Issue 3: Is the Applicant’s new evidence admissible at the Appeal Division?

[31] The Applicant’s new evidence is not admissible at the Appeal Division.

[32] The application for leave to appeal included a letter from the Applicant’s former employer, dated October 17, 2018. The Applicant submits this document to show that the settlement payment “was paid in resect of her agreement to relinquish her right of reinstatement and her comprehensive collective agreement rights.”

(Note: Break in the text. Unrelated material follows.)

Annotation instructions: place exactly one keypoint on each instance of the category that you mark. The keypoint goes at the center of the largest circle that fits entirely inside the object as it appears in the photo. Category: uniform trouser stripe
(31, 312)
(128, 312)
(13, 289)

[33] The Tribunal wrote to the Applicant to explain that the Appeal Division cannot consider new evidence, except in limited situations. It noted that another option was for the Applicant to make an application to rescind or amend a General Division decision based on new evidence. As a result, the Applicant filed an application with the General Division to rescind or amend her General Division decision.Footnote 12

[34] The General Division issued a decision on the Applicant’s application to rescind or amend, on May 31, 2019, and dismissed the application. The Applicant has filed an application for leave to appeal that decision, which is the subject of a separate Appeal Division decision.Footnote 13

[35] New evidence is not a ground of appeal under section 58 of the DESD Act. It was incumbent upon the Applicant to present any evidence she had to the Commission and to the General Division before or at the hearing. The Applicant obtained new evidence after the General Division rendered its decision. She filed an application to rescind or amend the General Division decision based on this evidence, but the new evidence is not admissible at the Appeal Division on this application for leave to appeal.

[36] The new evidence was not in the record before the General Division prior to its decision of August 31, 2018. Therefore, it cannot form the basis of an argument that the General Division made a reviewable error by not considering the information the evidence allegedly contains.

[37] The appeal does not have a reasonable chance of success based on the new evidence.

Conclusion

[38] I am satisfied that the appeal has no reasonable chance of success, so the application for leave to appeal is refused.